Last week in Jeremy’s blog, he noted the challenges posed by the nature of the Beard Awards’ voting system and how hard it is to get it down to a science. It is maddening, but each year or two, they keep tweaking away. I am eager to hear ideas from anyone on how it could be made more efficient and more representative of awarding excellence. It is tough to figure out. And until they decide to go with a full-time panel of paid reps who fly around the country eating at all the nomination-worthy restaurants in the U.S., no one will ever be happy. Sign me up! Sounds like a good gig. Hey, I’m frustrated, too, but I think it’s as good as we can get it.
Iggers then asked the question that has been asked a lot these days and has been addressed by me both in print and online, but I wanted to open up the idea to this group of readers. Are professional restaurant critics obsolete? Iggers does not come right out and say it, but he seems to be leaning toward saying, “yes, they are going the way of the dinosaur.” He notes that professional critics are expensive to fund for a newspaper or magazine; consumers are becoming better educated about food and, therefore, have less need for ‘experts’ to explain the gastronomic universe to them; and because of the digital revolution, you can instantly ascertain what the last few thousand customers at Porter & Frye thought of the place if you look on the right website. He accurately points out that yes, although one or two people can have a great meal or a bad one, when you look at a larger sample group, you can see a clearer picture of overall quality. That is, if you trust the Average Joe(s).
Here’s my take on this fascinating topic: First, we will always have the need for expert opinion. What Iggers fails to mention is the utter lack of credibility some of the popular dining columnists have in this town because they don’t understand food or how restaurants work, and I think readers want to know what Rick or Dara think about food because we have come to know them through their work—both as experts and, more importantly, as personalities. These are funny, smart people who we want to eat with; we trust their takes because throughout the years, we have come to zero in on what they like that we like and vice versa.
I think Average Joes get to vote with their feet and wallets, and restaurants need to make them happy first and foremost. And most do. I call it Kincaid-itis, so named after a restaurant that I don’t care for one iota but remains doggedly popular with the masses. No one needs an expert to explain that place. But I think people do want to know if the more-popular food writers like it, too. The media is in the business of selling personality in cases such as this; very few entities are in the business of simply selling facts when it comes to movie, theater, or restaurant reviews. But they can sell columnists and their personalities. I think newspapers are slowly going the way of the horse and buggy, and the better food writers will simply find new homes in digital media, and their audience will follow.
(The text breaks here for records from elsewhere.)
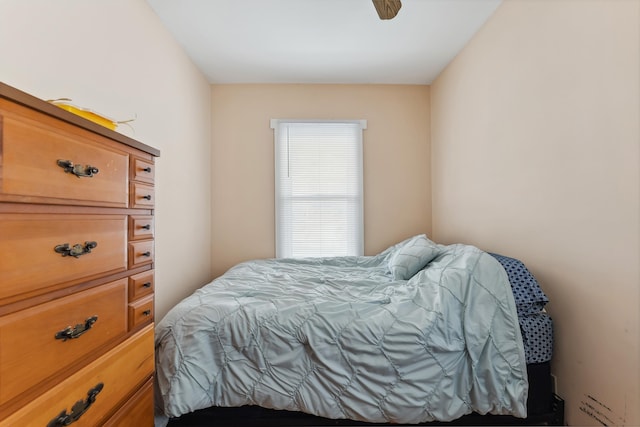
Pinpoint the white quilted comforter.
[156,245,528,423]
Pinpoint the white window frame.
[271,119,367,258]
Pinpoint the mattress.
[156,236,528,423]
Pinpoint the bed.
[155,235,552,424]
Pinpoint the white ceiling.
[147,0,502,84]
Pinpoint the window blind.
[271,120,366,258]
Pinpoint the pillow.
[490,254,549,315]
[389,234,440,280]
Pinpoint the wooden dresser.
[0,83,159,427]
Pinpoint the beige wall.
[0,0,211,319]
[431,0,640,425]
[211,85,431,276]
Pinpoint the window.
[271,120,367,258]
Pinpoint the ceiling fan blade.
[373,0,402,19]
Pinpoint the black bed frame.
[167,362,564,427]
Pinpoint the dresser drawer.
[129,240,153,268]
[102,380,154,427]
[0,100,129,207]
[129,270,155,302]
[131,182,156,209]
[131,157,156,184]
[0,279,127,405]
[129,215,153,240]
[0,214,127,300]
[0,326,154,427]
[129,295,153,331]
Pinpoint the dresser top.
[0,82,160,157]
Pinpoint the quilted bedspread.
[156,244,528,423]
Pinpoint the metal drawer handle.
[53,242,98,258]
[55,316,98,341]
[57,160,100,178]
[47,383,104,427]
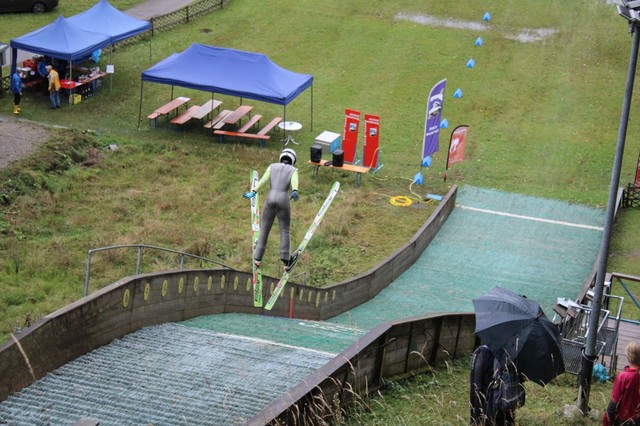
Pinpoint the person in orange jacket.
[47,65,60,109]
[602,342,640,426]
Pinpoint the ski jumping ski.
[249,170,262,308]
[265,182,340,311]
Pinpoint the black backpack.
[487,360,525,413]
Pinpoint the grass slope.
[0,0,640,424]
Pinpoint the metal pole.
[84,250,91,297]
[136,246,142,275]
[578,21,640,415]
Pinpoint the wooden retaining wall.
[247,313,477,426]
[0,186,457,401]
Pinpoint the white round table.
[278,121,302,146]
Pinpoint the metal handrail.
[84,244,234,296]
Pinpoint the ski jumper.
[253,163,298,261]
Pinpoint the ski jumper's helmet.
[280,148,296,166]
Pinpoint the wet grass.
[0,0,640,424]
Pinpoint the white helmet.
[280,148,296,166]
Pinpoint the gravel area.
[0,115,49,167]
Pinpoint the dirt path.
[0,115,49,167]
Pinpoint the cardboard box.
[315,130,342,154]
[69,93,82,105]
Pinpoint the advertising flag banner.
[342,108,360,163]
[633,154,640,188]
[420,78,447,162]
[446,125,469,169]
[362,114,380,169]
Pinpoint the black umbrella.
[473,287,564,386]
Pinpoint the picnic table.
[191,99,222,121]
[222,105,253,124]
[148,96,191,129]
[171,99,222,130]
[307,160,370,188]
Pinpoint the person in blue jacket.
[243,148,299,271]
[11,70,22,115]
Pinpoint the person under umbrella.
[473,287,564,386]
[470,287,564,425]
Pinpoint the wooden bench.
[171,105,200,129]
[213,117,282,147]
[238,114,262,133]
[257,117,282,136]
[223,105,253,124]
[203,109,231,129]
[147,96,191,129]
[191,99,222,130]
[147,112,160,127]
[307,160,370,188]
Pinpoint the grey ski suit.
[253,163,298,260]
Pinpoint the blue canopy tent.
[67,0,151,44]
[68,0,151,90]
[10,16,111,74]
[138,43,313,129]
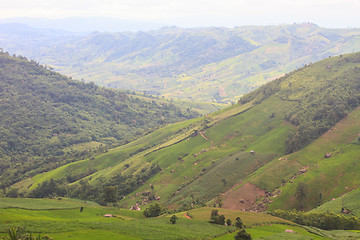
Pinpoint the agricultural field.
[0,198,357,240]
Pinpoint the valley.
[0,21,360,240]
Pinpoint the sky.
[0,0,360,28]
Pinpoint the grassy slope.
[3,24,360,103]
[0,198,345,240]
[255,108,360,211]
[23,54,360,214]
[311,188,360,217]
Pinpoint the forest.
[0,53,199,188]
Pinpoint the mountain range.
[0,23,360,103]
[6,53,360,214]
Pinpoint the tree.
[209,209,225,225]
[104,186,118,202]
[170,215,178,224]
[234,229,252,240]
[209,209,219,223]
[295,182,308,209]
[234,217,244,229]
[144,203,162,217]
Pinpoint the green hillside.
[0,198,352,240]
[0,53,199,188]
[0,23,360,103]
[14,53,360,215]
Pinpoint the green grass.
[0,198,98,210]
[0,199,234,239]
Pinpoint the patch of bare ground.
[222,183,266,212]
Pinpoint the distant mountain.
[14,53,360,211]
[0,53,199,187]
[0,24,360,103]
[0,17,163,33]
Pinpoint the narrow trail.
[199,131,211,141]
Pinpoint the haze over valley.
[0,0,360,240]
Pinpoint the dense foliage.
[0,23,360,103]
[27,165,161,205]
[0,53,197,187]
[269,209,360,230]
[239,54,360,153]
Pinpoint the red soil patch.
[223,183,266,211]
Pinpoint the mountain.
[0,53,199,187]
[0,17,163,33]
[0,23,360,103]
[14,53,360,211]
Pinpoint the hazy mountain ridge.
[0,24,360,102]
[18,53,360,214]
[0,53,199,189]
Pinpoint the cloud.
[0,0,360,25]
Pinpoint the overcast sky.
[0,0,360,28]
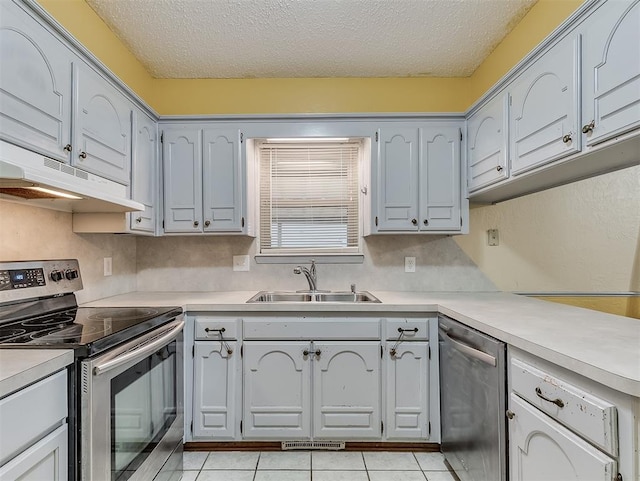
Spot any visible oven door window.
[111,341,177,481]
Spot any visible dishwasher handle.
[440,329,498,367]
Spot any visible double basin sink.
[247,291,380,303]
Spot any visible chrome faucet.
[293,260,318,292]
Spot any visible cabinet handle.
[536,387,564,408]
[582,120,596,134]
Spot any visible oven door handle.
[93,320,184,376]
[441,329,498,367]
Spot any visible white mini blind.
[258,140,361,254]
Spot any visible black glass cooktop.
[0,307,182,357]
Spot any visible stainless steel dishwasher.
[438,316,507,481]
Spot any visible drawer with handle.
[510,358,618,456]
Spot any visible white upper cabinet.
[508,35,581,175]
[371,122,462,233]
[467,93,509,192]
[581,0,640,145]
[130,109,158,232]
[374,127,419,231]
[162,127,202,232]
[0,1,74,162]
[203,128,245,232]
[71,62,131,185]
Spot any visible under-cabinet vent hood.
[0,141,144,212]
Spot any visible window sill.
[255,254,364,264]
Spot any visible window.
[256,139,362,255]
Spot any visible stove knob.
[49,271,62,282]
[64,269,78,281]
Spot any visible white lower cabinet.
[385,342,430,440]
[509,394,618,481]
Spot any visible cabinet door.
[193,341,240,439]
[582,0,640,145]
[71,62,131,185]
[130,109,158,232]
[313,341,381,439]
[202,128,244,232]
[385,342,429,440]
[243,341,311,439]
[467,94,509,192]
[418,125,462,231]
[0,1,73,162]
[509,393,617,481]
[374,128,419,231]
[162,128,202,232]
[0,424,68,481]
[509,36,581,175]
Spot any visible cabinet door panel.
[71,62,131,185]
[510,37,580,175]
[193,341,240,439]
[509,393,617,481]
[418,126,462,231]
[130,110,158,232]
[313,341,380,439]
[467,95,509,192]
[385,342,429,440]
[202,129,244,232]
[582,1,640,145]
[163,128,202,232]
[243,341,311,439]
[0,2,73,162]
[376,128,419,231]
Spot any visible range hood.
[0,141,144,212]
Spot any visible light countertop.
[85,291,640,397]
[0,349,73,398]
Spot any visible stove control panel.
[0,259,82,303]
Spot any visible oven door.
[80,316,184,481]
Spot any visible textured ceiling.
[86,0,537,78]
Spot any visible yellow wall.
[39,0,581,115]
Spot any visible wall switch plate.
[404,257,416,272]
[104,257,113,277]
[233,256,249,272]
[487,229,500,246]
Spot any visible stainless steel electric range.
[0,259,184,481]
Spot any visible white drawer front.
[0,371,67,465]
[244,317,380,340]
[385,319,429,341]
[195,316,240,341]
[511,359,618,456]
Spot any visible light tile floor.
[182,451,456,481]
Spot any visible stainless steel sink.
[247,291,380,303]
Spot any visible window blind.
[258,140,361,254]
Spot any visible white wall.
[0,201,136,303]
[137,236,495,291]
[456,166,640,292]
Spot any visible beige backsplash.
[137,236,496,291]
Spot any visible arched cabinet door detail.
[0,1,74,163]
[509,35,581,175]
[581,0,640,145]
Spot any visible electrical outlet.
[233,256,249,272]
[104,257,113,277]
[404,257,416,272]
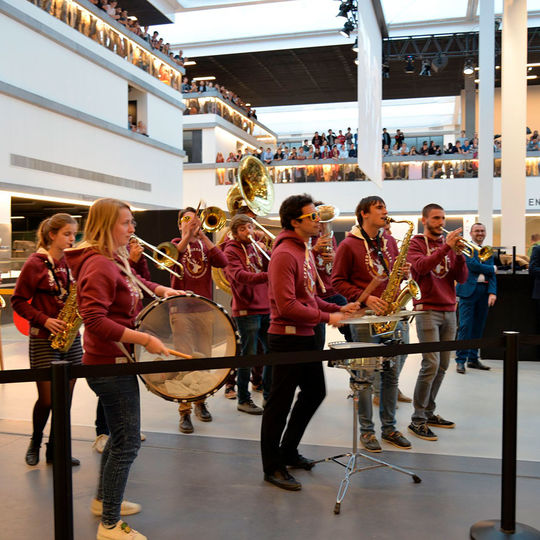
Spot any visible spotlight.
[431,53,448,73]
[336,0,353,17]
[420,60,431,77]
[463,58,474,75]
[340,21,354,37]
[404,56,414,73]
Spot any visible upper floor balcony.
[27,0,185,92]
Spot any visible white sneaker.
[90,499,142,516]
[92,433,109,454]
[96,520,144,540]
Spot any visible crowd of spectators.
[216,128,357,165]
[89,0,185,66]
[182,77,257,120]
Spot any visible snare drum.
[135,293,240,402]
[328,341,384,371]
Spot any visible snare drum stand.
[315,369,422,514]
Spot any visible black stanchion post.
[470,332,540,540]
[51,362,73,540]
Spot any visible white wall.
[0,94,182,208]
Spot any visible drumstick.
[167,349,193,360]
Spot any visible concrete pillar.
[463,74,476,139]
[478,0,496,245]
[501,0,527,253]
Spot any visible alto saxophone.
[371,217,421,336]
[49,283,82,352]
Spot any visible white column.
[501,0,527,253]
[478,0,496,245]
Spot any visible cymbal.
[343,309,425,324]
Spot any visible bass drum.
[135,293,240,402]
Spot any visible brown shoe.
[178,413,193,433]
[398,388,412,403]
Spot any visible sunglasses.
[296,212,321,221]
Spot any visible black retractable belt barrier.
[470,332,540,540]
[51,361,73,540]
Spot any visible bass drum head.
[135,294,239,402]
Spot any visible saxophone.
[49,283,82,352]
[371,217,421,336]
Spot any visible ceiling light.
[336,0,353,17]
[420,60,431,77]
[431,53,448,73]
[404,56,414,73]
[339,21,354,37]
[463,58,474,75]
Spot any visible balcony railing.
[184,90,277,141]
[28,0,185,92]
[202,152,540,185]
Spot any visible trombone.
[130,234,184,279]
[441,227,493,262]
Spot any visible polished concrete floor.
[0,325,540,540]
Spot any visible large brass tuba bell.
[227,155,274,216]
[201,206,227,233]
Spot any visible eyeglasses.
[296,212,321,221]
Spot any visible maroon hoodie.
[311,235,337,300]
[11,250,68,338]
[407,234,469,311]
[332,226,399,302]
[65,247,159,364]
[224,240,270,317]
[171,238,227,300]
[268,230,340,336]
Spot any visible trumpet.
[130,234,184,279]
[441,227,493,262]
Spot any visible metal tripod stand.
[315,365,422,514]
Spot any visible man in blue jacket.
[456,223,497,374]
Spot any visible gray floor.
[0,325,540,540]
[0,422,540,540]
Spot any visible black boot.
[45,440,81,467]
[24,439,41,467]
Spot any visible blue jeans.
[412,311,456,424]
[234,314,272,403]
[87,375,141,526]
[456,283,489,364]
[351,324,400,435]
[373,321,409,396]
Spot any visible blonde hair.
[83,198,131,259]
[37,213,77,249]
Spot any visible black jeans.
[261,334,326,474]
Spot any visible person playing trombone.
[225,214,270,414]
[171,206,227,433]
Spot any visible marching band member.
[66,199,181,540]
[332,196,411,452]
[225,214,271,414]
[311,201,351,350]
[11,214,82,465]
[407,203,468,441]
[171,207,227,433]
[261,194,358,491]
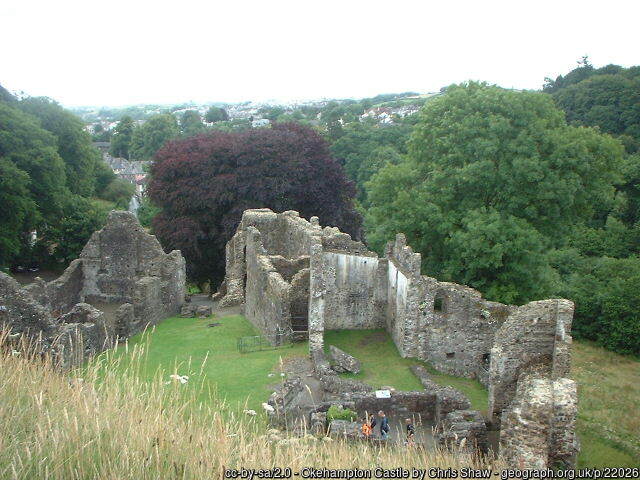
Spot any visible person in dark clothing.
[378,410,390,440]
[405,418,416,447]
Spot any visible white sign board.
[376,390,391,398]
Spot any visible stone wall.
[489,299,573,417]
[80,210,186,313]
[0,211,186,367]
[386,234,514,378]
[321,252,384,330]
[220,209,576,465]
[500,371,578,469]
[245,226,291,336]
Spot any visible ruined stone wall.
[500,371,578,469]
[489,299,573,417]
[321,252,384,330]
[0,211,186,367]
[245,226,291,335]
[386,234,512,378]
[80,210,186,314]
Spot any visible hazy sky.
[0,0,640,106]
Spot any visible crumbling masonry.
[217,209,578,468]
[0,211,186,367]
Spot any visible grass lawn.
[97,315,640,467]
[325,330,640,467]
[572,342,640,467]
[101,315,308,411]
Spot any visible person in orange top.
[362,417,373,438]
I do, like Iggers suggests, think that we need experts to help us put restaurants that challenge convention into perspective. I could care less what anyone thinks about the local grilled salmon and flatbread place. I am probably more influenced about dining by location, hours, convenience issues, and the like. But as dining becomes more and more aspirational, as my dining dollar stretches shorter distances, I want to know what my favorite dining columnists and critics say because I trust them and their expertise.
The one trend that Iggers mentions (but I was sorry to see him pass up the opportunity to explore further) was about judges for the JBA and how rare it is for someone to have eaten in two nominated restaurants in different states in the service category, for example. I agree, but I also think that as we move through the years, we are going to rely more and more on writers with true national and global experience. I remember when Chambers Kitchen opened here a few years ago. I was really eager to see what the restaurant was like and was anxious to see how it measured up to other JGV restaurants in NYC and other cities around the world. When I wrote about my CK experience, I made sure to include that info because I had the frame of reference that some other writers did not and wanted our readers to benefit from that. I think that media companies will always want that type of expertise in their stable for the simple reason that in today’s digital age, even the most casual food fan knows about chefs such as JGV and wants to know if their local outpost is anything like one of his NYC or London eateries. As the food world grows explosively, and the ‘information of the many’ clutter our browsers, we will always need experts to help us sort through the piles of opinions, perhaps even more than we do now.